Indeed, he did it. A group of young engineers with a lot of ambition, led by Dr. Shih, transformed an island that was previously known for exporting sugar and t-shirts into a powerhouse in the field of electronics.

Rich and hip, Taipei is the city of today. High-speed trains travel at speeds of up to 218 miles per hour (350 kilometers per hour) along the west coast of the island. At one point in time, Taipei 101 was the highest skyscraper in the world. It now stands as a symbol of the city’s wealth and towers over the metropolis.

Most of that can be attributed to a very small gadget that is no bigger than a fingernail. The wafer-thin silicon semiconductor, which is now more commonly referred to as a chip, is at the core of every piece of technology that we make use of, from air travel to mobile phones.

More than half of the chips that our lives are powered by are now manufactured in Taiwan. Taiwan Semiconductor Manufacturing Company (TSMC), the company that handles the majority of its manufacturing operations, is the ninth most valuable company in the world.

To put it another way, this renders Taiwan fragile and nearly irreplaceable. Despite the fact that China is spending billions of dollars to grab Taiwan’s crown, it is concerned that it may be shut off from the most modern chips. Or, as it has regularly threatened to do, it might attempt to seize control of the island.

However, Taiwan’s journey to chip superstardom will not be simple to imitate because the island possesses a secret sauce that has been perfected by its engineers over the course of several decades of painstaking work. In addition, the manufacturing industry is dependent on a complex network of economic relationships, which the United States and China are currently working to dismantle.

From sugar to silicon

According to Dr.

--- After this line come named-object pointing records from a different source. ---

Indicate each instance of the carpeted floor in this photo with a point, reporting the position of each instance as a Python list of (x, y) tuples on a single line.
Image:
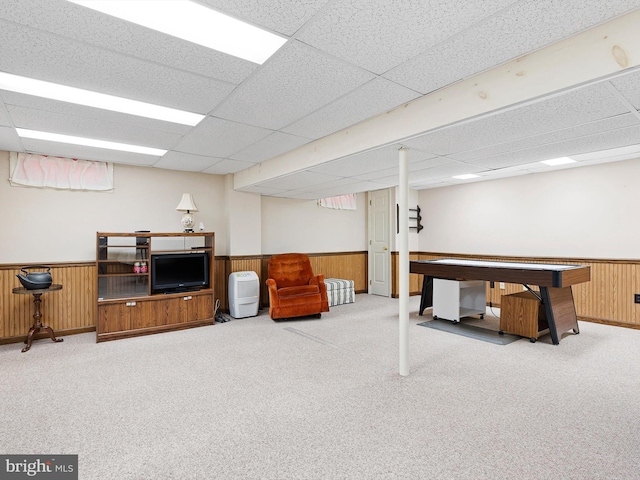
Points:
[(322, 399), (471, 331)]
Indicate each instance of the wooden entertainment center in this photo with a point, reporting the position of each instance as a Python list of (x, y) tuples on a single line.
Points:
[(126, 304)]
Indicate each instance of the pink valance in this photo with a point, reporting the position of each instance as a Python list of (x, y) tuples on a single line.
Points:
[(32, 170)]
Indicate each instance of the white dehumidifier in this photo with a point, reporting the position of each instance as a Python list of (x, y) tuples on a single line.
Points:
[(244, 292)]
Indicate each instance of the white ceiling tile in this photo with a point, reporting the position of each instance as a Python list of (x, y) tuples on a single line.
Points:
[(28, 52), (270, 146), (263, 190), (284, 16), (87, 153), (9, 140), (186, 162), (353, 107), (380, 38), (627, 85), (523, 27), (228, 166), (78, 126), (109, 33), (584, 130), (441, 171), (323, 80), (296, 81), (573, 108), (216, 137), (601, 141)]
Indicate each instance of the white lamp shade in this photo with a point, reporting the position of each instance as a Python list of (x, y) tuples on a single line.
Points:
[(187, 204)]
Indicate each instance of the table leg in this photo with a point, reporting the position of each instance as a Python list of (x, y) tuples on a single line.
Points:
[(426, 298), (37, 324), (560, 310)]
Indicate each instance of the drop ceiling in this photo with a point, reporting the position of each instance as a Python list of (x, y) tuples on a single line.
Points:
[(343, 63)]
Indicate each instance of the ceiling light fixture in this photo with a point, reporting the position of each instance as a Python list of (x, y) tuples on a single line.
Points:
[(89, 142), (558, 161), (466, 176), (194, 23), (54, 91)]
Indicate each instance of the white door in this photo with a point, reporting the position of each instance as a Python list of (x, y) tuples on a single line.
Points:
[(379, 243)]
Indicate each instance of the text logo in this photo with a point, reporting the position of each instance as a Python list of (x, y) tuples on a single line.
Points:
[(44, 467)]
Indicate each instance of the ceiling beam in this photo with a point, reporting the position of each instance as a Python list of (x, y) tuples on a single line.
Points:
[(589, 56)]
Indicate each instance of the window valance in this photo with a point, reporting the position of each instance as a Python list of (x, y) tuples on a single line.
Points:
[(31, 170)]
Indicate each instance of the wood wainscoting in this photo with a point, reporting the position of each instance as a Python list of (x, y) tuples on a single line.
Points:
[(67, 311), (608, 298)]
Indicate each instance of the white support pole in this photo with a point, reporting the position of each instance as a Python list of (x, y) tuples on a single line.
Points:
[(403, 249)]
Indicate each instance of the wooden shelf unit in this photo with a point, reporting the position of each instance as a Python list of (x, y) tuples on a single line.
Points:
[(126, 306)]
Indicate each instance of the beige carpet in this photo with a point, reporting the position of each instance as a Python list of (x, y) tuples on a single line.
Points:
[(322, 399)]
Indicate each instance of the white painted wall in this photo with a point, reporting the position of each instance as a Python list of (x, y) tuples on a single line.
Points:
[(302, 226), (586, 212), (49, 225), (243, 213)]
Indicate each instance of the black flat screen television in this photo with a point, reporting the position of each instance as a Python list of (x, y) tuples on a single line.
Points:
[(177, 272)]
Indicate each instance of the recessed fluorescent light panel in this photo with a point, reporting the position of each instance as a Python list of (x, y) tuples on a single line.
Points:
[(466, 176), (194, 23), (54, 91), (558, 161), (89, 142)]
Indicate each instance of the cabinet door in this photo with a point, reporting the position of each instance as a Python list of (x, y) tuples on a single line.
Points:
[(141, 314), (168, 311), (113, 317)]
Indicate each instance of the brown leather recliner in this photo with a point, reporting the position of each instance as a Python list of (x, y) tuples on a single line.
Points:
[(294, 291)]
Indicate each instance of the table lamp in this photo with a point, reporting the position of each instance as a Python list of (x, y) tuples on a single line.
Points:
[(187, 205)]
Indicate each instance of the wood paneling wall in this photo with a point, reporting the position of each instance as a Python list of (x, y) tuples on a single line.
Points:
[(607, 298), (70, 310)]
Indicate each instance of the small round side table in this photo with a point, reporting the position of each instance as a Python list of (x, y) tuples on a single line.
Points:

Shih, “the United States was just beginning the semiconductor revolution” when he came at Princeton.

It had only been ten years since Robert Noyce had created the “monolithic integrated circuit,” which consisted of packaging electrical components onto a single wafer of silicon. This was an early version of the microchip, which was the catalyst that sparked the revolution in personal computers.

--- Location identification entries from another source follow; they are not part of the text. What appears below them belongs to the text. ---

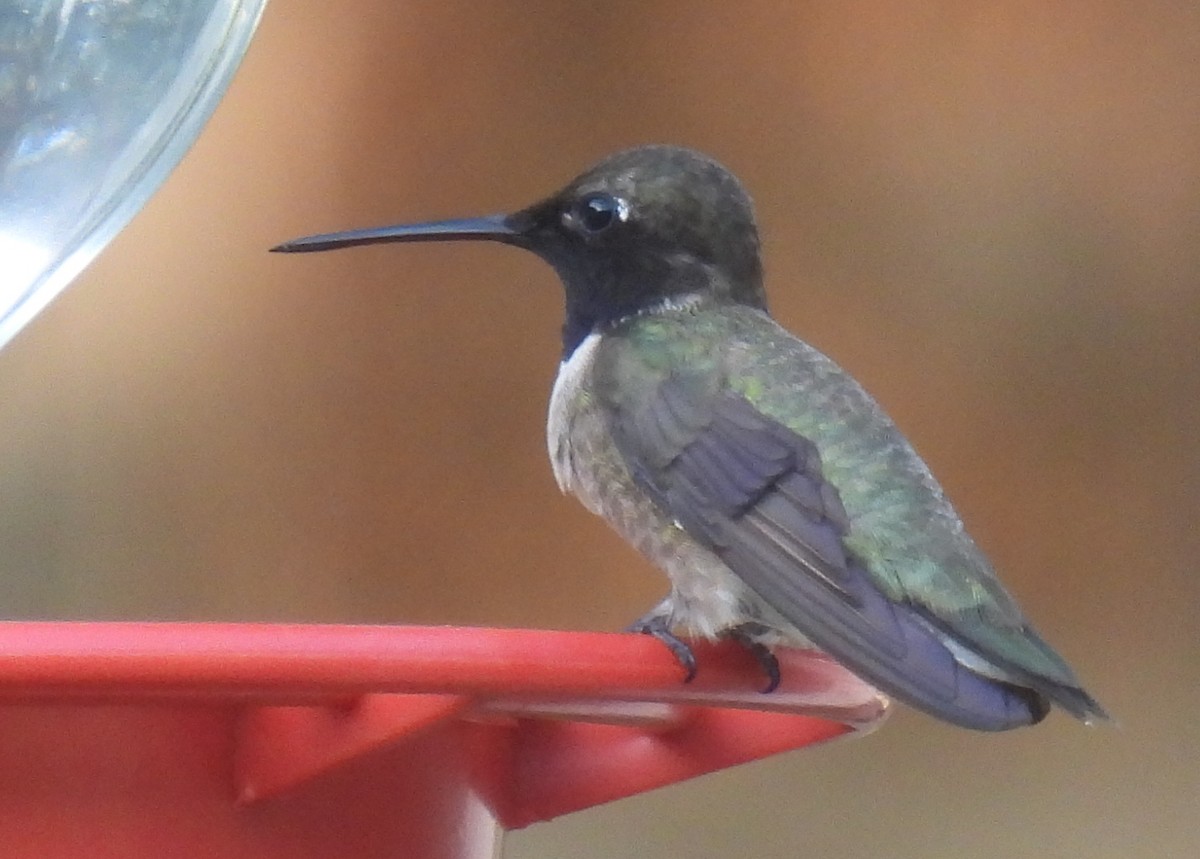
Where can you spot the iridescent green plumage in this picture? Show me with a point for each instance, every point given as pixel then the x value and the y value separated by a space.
pixel 779 498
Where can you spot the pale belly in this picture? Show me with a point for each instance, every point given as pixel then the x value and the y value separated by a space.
pixel 706 596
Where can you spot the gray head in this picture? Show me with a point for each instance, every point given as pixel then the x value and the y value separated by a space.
pixel 641 229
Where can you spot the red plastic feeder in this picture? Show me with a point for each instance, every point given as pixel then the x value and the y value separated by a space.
pixel 239 742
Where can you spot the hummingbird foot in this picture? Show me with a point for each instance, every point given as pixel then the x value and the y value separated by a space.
pixel 657 625
pixel 747 635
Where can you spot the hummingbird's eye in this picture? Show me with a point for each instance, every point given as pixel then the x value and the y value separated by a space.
pixel 598 212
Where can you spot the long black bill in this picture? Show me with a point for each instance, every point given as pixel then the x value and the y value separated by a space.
pixel 490 228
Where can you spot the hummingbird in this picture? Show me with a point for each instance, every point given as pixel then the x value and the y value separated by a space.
pixel 784 505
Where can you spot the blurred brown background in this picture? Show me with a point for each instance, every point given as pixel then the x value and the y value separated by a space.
pixel 988 212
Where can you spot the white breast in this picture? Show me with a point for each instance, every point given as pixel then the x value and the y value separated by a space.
pixel 565 401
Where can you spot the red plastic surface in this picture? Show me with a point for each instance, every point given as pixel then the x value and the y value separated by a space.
pixel 275 740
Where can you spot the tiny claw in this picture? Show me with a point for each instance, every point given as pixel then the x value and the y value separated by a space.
pixel 658 628
pixel 744 636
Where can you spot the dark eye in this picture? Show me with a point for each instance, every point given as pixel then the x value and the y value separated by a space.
pixel 598 212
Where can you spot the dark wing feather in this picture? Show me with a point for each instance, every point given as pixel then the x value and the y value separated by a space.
pixel 751 490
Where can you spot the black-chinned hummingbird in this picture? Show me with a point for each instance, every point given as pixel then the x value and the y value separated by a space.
pixel 783 503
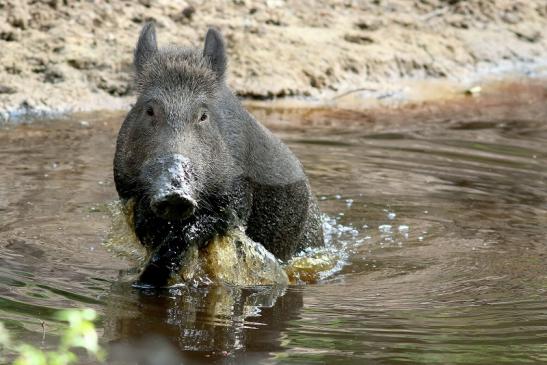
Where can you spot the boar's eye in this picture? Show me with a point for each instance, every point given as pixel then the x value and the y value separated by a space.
pixel 203 117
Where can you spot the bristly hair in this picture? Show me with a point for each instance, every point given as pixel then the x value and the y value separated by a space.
pixel 175 67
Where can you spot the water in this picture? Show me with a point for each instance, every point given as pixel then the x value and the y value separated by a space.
pixel 439 214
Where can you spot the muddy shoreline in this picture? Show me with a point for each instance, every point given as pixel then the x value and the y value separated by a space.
pixel 69 56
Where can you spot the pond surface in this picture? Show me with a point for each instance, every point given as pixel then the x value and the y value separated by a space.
pixel 441 212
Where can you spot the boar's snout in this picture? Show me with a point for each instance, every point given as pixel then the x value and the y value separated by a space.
pixel 171 186
pixel 173 205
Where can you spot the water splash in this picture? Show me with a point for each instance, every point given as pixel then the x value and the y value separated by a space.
pixel 235 259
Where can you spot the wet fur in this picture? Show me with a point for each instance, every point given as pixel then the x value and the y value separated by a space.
pixel 241 175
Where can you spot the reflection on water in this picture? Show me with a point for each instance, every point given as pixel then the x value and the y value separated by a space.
pixel 439 217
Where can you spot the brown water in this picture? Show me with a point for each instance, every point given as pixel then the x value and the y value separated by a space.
pixel 439 212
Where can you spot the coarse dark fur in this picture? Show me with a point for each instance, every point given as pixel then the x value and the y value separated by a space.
pixel 196 163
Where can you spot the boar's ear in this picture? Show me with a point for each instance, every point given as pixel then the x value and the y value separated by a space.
pixel 146 46
pixel 214 51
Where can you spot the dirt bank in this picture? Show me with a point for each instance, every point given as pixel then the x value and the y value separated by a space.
pixel 63 55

During the two years that followed Dr. Shih’s graduation, he worked at Burroughs Corporation, which was the second largest computer manufacturer at the time, designing memory chips.

During that time period, Taiwan was looking for a new national sector to develop as a result of an oil crisis that had severely impacted its exports. It appeared like silicon could be a viable option, and Dr. Shih believed that he could be of assistance: “I thought it was time to come home.”

During the latter part of the 1970s, he joined Taiwan’s most talented and intelligent electrical engineers at a brand-new research lab. The Industrial Technology Research Institute, which had a stoic-sounding name, would go on to play a significant part in the transformation of the island’s economy.

Hsinchu, a little city located south of Taipei, was the location where work first began. Today, Hsinchu is a worldwide electronics hub that is dominated by the massive fabrication plants owned by TSMC. A number of the cleanest places on the planet may be found in these chip plants, each of which is the size of several football fields. The most intricate aspects of the production process are a closely guarded secret, and no cameras from the outside are permitted.

The three-nanometer chips that are going to be used in the next generation of iPhones will shortly be manufactured at the newest facility, which is located in southern Taiwan and is worth over twenty billion dollars.

Dr. Shih and his colleagues created an experimental plant in the 1970s, and all of this is a significant departure from what they had envisioned taking place at that time. The fact that they had technology that was licensed from a big electronics manufacturer in the United States gave them reason to be optimistic; nonetheless, to everyone’s amazement, the factory exceeded its parent. There is no easy way to explain why Taiwan has been so successful, and the exact recipe for that success is still a mystery to this day.

The recall of Dr. Shih is more straightforward: “The output was superior to that of the initial RCA plant, while the costs were reduced.” The government gained the confidence that perhaps we could actually do something as a result of this.

The original money was provided by the government of Taiwan, initially for the United Microelectronics Corporation and later, in 1987, for TSMC, which would go on to become the largest chip factory in the world.